Common sense in Japan is often beyond imagination for the rest of the world, and the same applies to credit management. A major difference is the proliferation of promissory notes in trade settlements.
In Japan, settlements by promissory notes account for more than half of trade settlements but have been decreasing over the recent years.
That is because the bill transactions are kept at a distance for various reasons. A typical reason is the stamp tax to put on the bill. If you process accounts payable by transfer instead of bills, you only need the transfer fee.
Regardless, the biggest feature of the settlement by promissory note is the dishonoured note system. In Japan, if the notes are not settled on time, it instigates a fair amount of fear and loss of credibility. If this occurs twice within six months, the bank transactions will be suspended, which technically means the bankruptcy in Japan. For example, it is not uncommon to trigger bankruptcy, even for a single dishonoured note causing credit insecurity.
However, in abroad, promissory notes are hardly used. Besides, most countries do not have a dishonouring system for notes and checks. Instead, the due date cash transactions called open accounts is the mainstream. In other words, it is a settlement condition by issuing an invoice for payment and having it paid by the due date.
This open account has no penalty for overdue.
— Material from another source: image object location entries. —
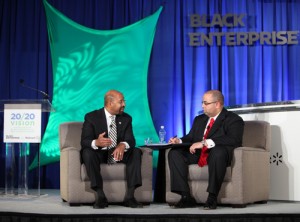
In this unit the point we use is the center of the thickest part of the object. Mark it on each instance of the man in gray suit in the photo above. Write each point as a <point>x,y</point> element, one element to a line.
<point>96,143</point>
<point>214,135</point>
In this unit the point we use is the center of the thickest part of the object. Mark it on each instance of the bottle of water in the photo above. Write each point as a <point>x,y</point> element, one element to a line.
<point>162,134</point>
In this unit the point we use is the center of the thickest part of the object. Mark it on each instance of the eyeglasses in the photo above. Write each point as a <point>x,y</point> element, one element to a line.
<point>120,101</point>
<point>207,103</point>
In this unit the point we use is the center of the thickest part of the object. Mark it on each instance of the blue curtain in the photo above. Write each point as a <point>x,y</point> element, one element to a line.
<point>178,73</point>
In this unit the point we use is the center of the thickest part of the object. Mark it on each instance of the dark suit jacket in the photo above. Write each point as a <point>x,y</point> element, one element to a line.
<point>227,131</point>
<point>95,123</point>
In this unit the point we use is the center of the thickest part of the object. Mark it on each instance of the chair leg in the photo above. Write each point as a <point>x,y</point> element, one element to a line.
<point>74,204</point>
<point>239,205</point>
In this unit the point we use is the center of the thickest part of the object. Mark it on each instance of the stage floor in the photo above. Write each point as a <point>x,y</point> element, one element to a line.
<point>50,203</point>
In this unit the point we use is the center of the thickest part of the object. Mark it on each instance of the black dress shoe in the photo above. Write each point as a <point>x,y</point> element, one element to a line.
<point>210,205</point>
<point>186,202</point>
<point>100,203</point>
<point>132,203</point>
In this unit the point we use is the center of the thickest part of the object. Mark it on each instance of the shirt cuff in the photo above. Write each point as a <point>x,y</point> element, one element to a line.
<point>126,145</point>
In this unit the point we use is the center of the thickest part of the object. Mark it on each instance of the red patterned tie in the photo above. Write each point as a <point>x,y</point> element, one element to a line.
<point>204,153</point>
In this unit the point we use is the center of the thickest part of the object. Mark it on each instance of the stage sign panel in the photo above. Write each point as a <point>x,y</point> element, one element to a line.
<point>22,123</point>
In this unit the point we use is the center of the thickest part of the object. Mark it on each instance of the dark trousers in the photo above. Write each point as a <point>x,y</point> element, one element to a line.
<point>179,160</point>
<point>93,158</point>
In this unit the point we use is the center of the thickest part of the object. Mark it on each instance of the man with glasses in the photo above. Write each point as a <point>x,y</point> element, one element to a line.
<point>214,135</point>
<point>107,137</point>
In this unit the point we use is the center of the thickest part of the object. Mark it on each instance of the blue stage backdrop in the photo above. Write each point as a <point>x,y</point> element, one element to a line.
<point>247,49</point>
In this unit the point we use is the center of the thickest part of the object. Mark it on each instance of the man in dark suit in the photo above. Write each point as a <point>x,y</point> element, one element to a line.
<point>224,135</point>
<point>96,143</point>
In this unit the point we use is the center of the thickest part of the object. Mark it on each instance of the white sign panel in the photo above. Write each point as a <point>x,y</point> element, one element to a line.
<point>22,123</point>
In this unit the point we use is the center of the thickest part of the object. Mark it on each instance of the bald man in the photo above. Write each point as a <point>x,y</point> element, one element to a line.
<point>214,135</point>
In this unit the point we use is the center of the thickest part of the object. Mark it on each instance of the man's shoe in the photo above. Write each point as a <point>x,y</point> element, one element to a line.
<point>132,203</point>
<point>186,202</point>
<point>210,205</point>
<point>100,203</point>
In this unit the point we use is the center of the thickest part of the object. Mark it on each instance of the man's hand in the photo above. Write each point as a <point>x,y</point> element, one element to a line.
<point>195,146</point>
<point>102,141</point>
<point>118,153</point>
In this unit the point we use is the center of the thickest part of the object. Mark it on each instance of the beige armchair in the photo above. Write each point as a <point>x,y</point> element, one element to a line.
<point>247,179</point>
<point>74,182</point>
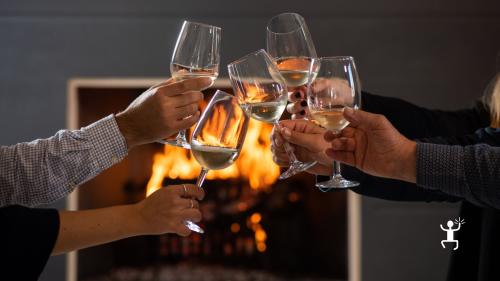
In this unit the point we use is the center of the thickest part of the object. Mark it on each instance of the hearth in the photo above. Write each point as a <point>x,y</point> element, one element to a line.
<point>257,228</point>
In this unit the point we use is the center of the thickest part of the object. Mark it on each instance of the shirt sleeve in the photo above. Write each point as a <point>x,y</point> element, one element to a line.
<point>27,239</point>
<point>45,170</point>
<point>469,172</point>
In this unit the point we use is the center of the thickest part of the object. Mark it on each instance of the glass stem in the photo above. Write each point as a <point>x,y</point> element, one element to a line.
<point>287,146</point>
<point>201,177</point>
<point>336,170</point>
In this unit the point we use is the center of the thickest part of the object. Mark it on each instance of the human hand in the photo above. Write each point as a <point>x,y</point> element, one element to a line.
<point>298,104</point>
<point>162,111</point>
<point>373,145</point>
<point>307,141</point>
<point>166,210</point>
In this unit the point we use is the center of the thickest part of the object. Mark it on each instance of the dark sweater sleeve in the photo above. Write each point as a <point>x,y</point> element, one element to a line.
<point>470,172</point>
<point>28,236</point>
<point>416,122</point>
<point>436,126</point>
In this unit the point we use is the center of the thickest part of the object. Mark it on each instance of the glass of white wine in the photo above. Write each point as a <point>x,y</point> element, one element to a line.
<point>196,54</point>
<point>335,87</point>
<point>218,137</point>
<point>290,44</point>
<point>261,92</point>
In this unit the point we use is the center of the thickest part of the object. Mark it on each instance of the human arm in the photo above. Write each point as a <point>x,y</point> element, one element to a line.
<point>45,170</point>
<point>409,119</point>
<point>164,211</point>
<point>309,145</point>
<point>467,172</point>
<point>30,235</point>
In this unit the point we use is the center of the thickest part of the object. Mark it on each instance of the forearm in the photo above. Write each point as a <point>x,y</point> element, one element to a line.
<point>82,229</point>
<point>45,170</point>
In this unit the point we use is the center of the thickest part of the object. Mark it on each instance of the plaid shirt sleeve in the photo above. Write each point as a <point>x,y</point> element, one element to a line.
<point>45,170</point>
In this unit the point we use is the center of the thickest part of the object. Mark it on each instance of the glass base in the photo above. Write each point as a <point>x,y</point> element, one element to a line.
<point>177,142</point>
<point>194,227</point>
<point>337,182</point>
<point>296,168</point>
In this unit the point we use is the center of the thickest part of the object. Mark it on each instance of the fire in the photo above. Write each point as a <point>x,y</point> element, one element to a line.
<point>254,164</point>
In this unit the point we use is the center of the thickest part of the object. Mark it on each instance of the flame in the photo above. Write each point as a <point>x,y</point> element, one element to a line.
<point>254,164</point>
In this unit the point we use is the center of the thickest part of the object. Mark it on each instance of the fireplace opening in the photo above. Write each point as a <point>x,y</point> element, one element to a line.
<point>257,227</point>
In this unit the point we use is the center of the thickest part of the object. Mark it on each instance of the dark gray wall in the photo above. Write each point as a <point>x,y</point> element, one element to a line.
<point>437,53</point>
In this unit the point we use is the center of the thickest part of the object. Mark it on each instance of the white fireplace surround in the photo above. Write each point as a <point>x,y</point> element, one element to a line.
<point>353,199</point>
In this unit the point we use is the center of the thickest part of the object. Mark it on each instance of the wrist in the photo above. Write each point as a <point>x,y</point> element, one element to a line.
<point>136,221</point>
<point>407,163</point>
<point>127,130</point>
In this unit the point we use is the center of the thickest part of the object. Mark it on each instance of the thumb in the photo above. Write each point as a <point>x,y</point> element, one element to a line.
<point>358,118</point>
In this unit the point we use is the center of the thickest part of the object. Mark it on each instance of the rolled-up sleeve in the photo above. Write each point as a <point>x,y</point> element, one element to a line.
<point>45,170</point>
<point>469,172</point>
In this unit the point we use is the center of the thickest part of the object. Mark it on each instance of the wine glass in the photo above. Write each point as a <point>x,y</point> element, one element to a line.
<point>218,137</point>
<point>196,54</point>
<point>336,87</point>
<point>261,92</point>
<point>290,44</point>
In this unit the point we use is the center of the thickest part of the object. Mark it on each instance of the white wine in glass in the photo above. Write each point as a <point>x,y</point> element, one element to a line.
<point>335,87</point>
<point>261,92</point>
<point>295,71</point>
<point>332,120</point>
<point>196,54</point>
<point>182,72</point>
<point>218,137</point>
<point>213,157</point>
<point>290,44</point>
<point>268,112</point>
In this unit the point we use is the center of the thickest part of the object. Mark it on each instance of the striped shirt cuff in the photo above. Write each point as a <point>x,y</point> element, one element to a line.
<point>440,167</point>
<point>109,145</point>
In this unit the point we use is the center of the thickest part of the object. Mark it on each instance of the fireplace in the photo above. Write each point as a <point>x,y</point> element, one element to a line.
<point>257,228</point>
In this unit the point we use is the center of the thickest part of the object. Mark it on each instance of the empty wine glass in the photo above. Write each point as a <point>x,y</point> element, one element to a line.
<point>218,137</point>
<point>261,92</point>
<point>196,54</point>
<point>336,87</point>
<point>290,44</point>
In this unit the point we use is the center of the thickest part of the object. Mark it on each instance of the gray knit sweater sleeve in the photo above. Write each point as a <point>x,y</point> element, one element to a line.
<point>470,172</point>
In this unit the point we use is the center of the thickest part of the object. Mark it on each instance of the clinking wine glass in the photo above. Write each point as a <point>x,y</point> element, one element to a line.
<point>218,137</point>
<point>196,54</point>
<point>261,92</point>
<point>289,42</point>
<point>335,87</point>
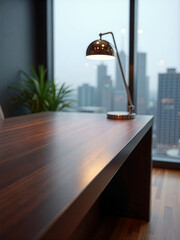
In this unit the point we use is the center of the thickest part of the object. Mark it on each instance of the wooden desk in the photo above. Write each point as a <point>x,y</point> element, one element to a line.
<point>54,166</point>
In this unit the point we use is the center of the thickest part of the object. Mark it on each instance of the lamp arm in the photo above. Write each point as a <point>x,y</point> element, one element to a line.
<point>131,106</point>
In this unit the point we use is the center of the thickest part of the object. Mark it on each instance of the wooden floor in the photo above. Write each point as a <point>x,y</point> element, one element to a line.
<point>165,213</point>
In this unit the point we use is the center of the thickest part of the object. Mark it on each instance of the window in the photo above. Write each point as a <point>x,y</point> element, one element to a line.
<point>158,73</point>
<point>98,85</point>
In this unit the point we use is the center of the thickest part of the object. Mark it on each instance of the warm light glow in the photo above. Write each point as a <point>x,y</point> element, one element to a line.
<point>140,31</point>
<point>100,57</point>
<point>167,100</point>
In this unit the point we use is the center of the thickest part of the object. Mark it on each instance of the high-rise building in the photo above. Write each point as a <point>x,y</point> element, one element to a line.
<point>107,94</point>
<point>119,93</point>
<point>142,85</point>
<point>86,95</point>
<point>168,110</point>
<point>101,77</point>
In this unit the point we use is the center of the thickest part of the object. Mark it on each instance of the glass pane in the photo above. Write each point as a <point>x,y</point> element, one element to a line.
<point>98,84</point>
<point>158,73</point>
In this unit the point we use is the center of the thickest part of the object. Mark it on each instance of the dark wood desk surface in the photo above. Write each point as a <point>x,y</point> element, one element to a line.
<point>53,166</point>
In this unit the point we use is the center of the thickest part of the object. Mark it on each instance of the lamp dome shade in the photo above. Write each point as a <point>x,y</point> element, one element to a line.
<point>100,50</point>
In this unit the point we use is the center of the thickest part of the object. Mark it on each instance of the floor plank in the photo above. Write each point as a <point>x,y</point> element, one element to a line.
<point>165,213</point>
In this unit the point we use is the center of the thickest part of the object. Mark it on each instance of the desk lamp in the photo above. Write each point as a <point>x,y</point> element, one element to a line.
<point>102,50</point>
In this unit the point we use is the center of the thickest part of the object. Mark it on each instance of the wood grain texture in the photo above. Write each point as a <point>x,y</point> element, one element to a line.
<point>53,167</point>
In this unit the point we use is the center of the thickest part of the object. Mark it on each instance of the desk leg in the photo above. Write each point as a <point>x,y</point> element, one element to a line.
<point>128,193</point>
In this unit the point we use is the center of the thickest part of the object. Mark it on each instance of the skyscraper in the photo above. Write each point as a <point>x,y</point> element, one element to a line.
<point>107,94</point>
<point>119,93</point>
<point>168,110</point>
<point>101,76</point>
<point>142,85</point>
<point>86,95</point>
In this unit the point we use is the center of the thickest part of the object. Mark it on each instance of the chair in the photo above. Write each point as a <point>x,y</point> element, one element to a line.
<point>1,113</point>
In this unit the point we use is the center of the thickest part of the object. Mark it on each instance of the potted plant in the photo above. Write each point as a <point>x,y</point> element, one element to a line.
<point>37,94</point>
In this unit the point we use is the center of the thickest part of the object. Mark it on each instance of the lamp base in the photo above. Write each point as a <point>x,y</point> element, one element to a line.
<point>120,115</point>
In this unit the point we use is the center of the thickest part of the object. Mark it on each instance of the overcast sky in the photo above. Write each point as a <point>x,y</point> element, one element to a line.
<point>78,23</point>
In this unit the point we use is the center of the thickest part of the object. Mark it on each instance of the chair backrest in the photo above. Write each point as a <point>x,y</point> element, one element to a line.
<point>1,113</point>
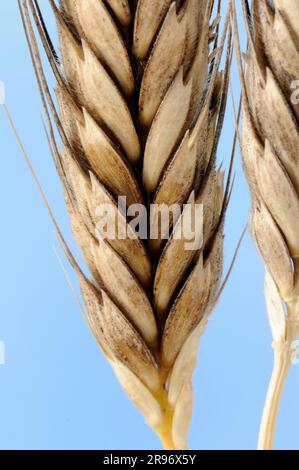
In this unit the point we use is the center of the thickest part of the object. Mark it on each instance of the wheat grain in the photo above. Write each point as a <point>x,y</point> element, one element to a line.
<point>270,144</point>
<point>141,109</point>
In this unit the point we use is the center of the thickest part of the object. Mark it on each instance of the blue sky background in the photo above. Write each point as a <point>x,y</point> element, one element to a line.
<point>56,389</point>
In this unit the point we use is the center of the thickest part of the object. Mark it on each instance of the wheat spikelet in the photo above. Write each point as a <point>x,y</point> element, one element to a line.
<point>141,109</point>
<point>270,143</point>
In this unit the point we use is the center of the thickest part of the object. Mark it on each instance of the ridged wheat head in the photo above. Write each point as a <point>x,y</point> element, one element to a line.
<point>270,144</point>
<point>141,109</point>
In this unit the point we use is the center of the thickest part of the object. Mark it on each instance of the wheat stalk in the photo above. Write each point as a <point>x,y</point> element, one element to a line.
<point>270,144</point>
<point>141,109</point>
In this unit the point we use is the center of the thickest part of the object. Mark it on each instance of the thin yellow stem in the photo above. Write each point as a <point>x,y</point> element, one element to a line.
<point>282,361</point>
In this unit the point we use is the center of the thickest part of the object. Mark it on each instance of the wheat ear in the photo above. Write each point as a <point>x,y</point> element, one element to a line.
<point>270,144</point>
<point>141,109</point>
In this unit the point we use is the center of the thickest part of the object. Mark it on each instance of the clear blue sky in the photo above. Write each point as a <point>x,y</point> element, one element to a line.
<point>56,389</point>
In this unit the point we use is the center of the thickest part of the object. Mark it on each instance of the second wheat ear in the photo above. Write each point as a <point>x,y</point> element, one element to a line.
<point>141,107</point>
<point>270,145</point>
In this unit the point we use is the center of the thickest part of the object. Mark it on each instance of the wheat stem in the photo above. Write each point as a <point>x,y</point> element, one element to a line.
<point>280,371</point>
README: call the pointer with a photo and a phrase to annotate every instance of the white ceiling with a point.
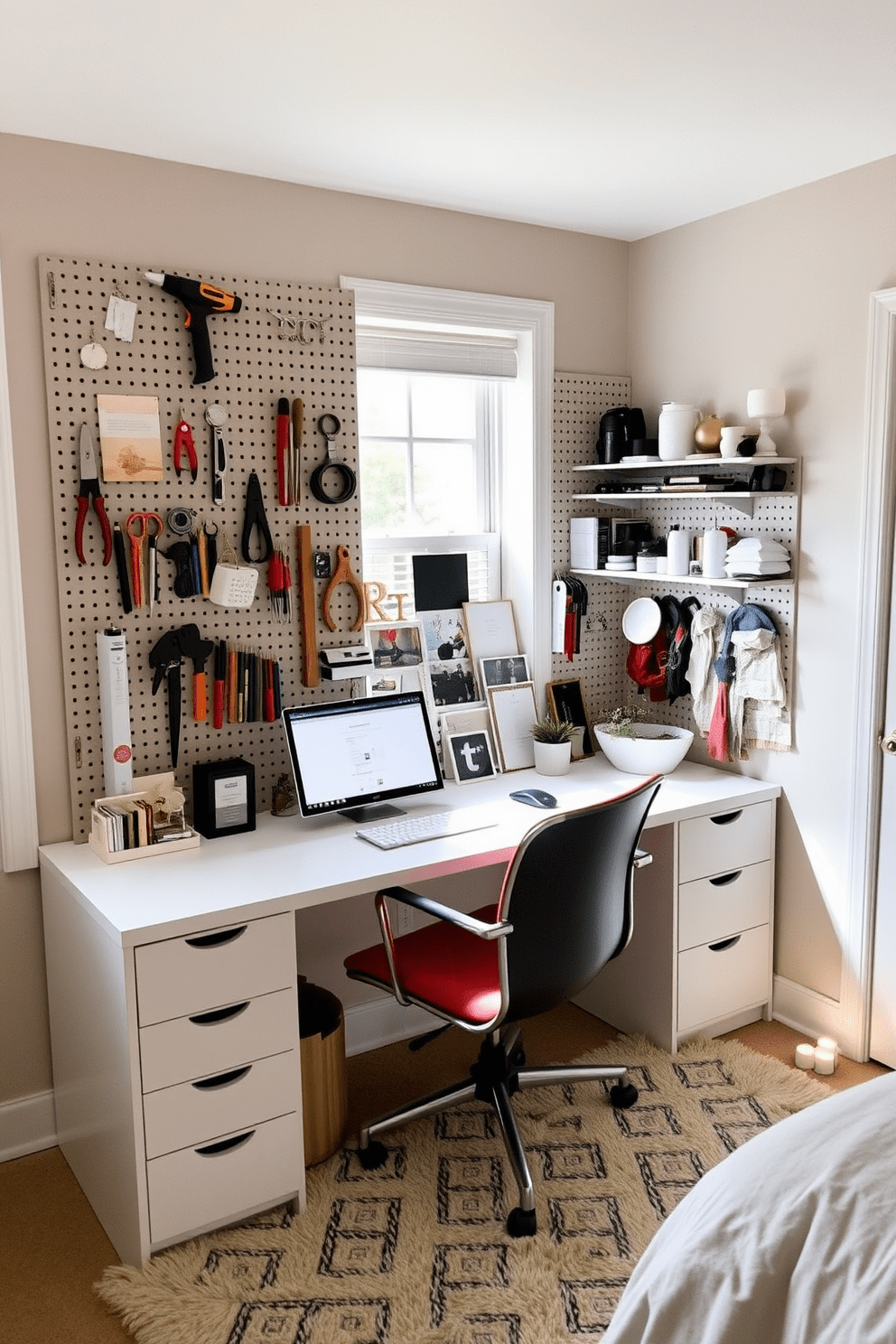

Of course, the contract between the parties will contain provisions for delayed interest rates and damages for delayed payments.
However, with this rule applied, there should be few companies that charge customers for interest rates on delinquencies for several days. There is no big difference between paying on time and paying late. Thus days-beyond-terms is a common scenario in companies overseas.
In overseas, unlike Japanese companies, many companies do not closely monitor due dates. Of course, not all companies do. Accountants of foreign companies can delay the payments without being sued, and are often admired for these skills.